Summary-Yojana-Managing Non-Performing Assets: A Paradigm Shift

MANAGING NON-PERFORMING ASSETS: A PARADIGM SHIFT

Source: Yojana – January 2018

Author: Deepak Narang

Banks cause money to be circulated in the economy by seeking deposits from those who have a surplus and lend for investment activity. It has a multiplier effect in the economy. Sustainable lending leads to higher Gross Domestic Product (GDP) growth.

However, contradiction in lending leads to faltering of growth. One major reason for muted credit growth is fast accumulation of Non Performing Assets (NPAs) on the bank’s balance sheets. Roughly 72% of market share of outstanding credit of Scheduled Commercial Banks (SCBs) is of Public Sector Banks (PSBs). The twin balance sheet problem and rising NPAs is holding up investment in the country.

Gross NPAs in the country are on the rise and has seen a meteoric rise due to rapid credit growth of banks from 2008 onwards. Large borrowers (defined as those having limit of Rs. 5 crores and above) have the maximum share in gross NPAs.

The loans granted in the industrial sector (mainly basic metals, cement, textile, infrastructure) have contributed the major portion to NPAs followed by agriculture, services and retail.

Reasons for the current situation of NPAs:

  1. Deficiency in credit appraisal and improper due diligence by banks– Banks grant loans to borrowers without checking their past accounts/credit history in order to increase their balance sheet size.
  2. Borrowing by a company in excess of capacity– Number of companies borrow for creating excess capacities in anticipation of demand without factoring in the global capacities/demand supply position.
  3. Delay in completion of projects– A number of projects (especially infrastructure projects) miss the timelines thus leading to a huge increase in costs.
  4. Poor recovery of receivables– Failure on the part of bank to ensure timely and adequate repayment of loan.
  5. Diversion of funds, wilful defaults, fraud, mis-appropriation etc– Fraud on the part of the borrower.
  6. Failure on the part of bank to monitor end use of funds– Failure on the part of the bank to ensure that the money borrowed is being used for the purpose for which it was borrowed.

There is a lag of nearly 3 to 4 years before NPAs out of fresh lending appear. Fresh creation of NPAs during the phase of growth gets masked by the high growth of advances and ever greening.

The banks should have been able to pick up early warning signals (EWS) and take prompt corrective actions like denying fresh loans to wilful defaulters and declaring the errant borrower as non-cooperative or wilful defaulter.

Provisions of Companies Act enable bankers to report such cases to Serious Fraud Investigation Office (SFIO). Other relevant laws include The Recovery of Debts Due to Banks and Financial Institutions Act, 1993 and The Securitisation and Reconstruction of Financial Assets and Enforcement of Security Interest Act, 2002.

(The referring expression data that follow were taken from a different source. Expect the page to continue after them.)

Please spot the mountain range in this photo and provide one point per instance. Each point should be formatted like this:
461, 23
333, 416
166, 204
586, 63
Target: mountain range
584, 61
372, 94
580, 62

Another effort in the direction of resolving NPAs is the implementation of Insolvency and Bankruptcy Code.

The way forward:

  1. Making wilful default a serious crime as is the case in some countries.
  2. Use of ‘forensic audit’ to monitor the end use of funds using big data and artificial intelligence.
  3. Train the work force to perform accurate credit appraisals and due diligence.
  4. Appoint experienced professionals on the Board of Banks.
  5. Introducing more benches of National Company Law Tribunals and Debt Recovery Tribunals.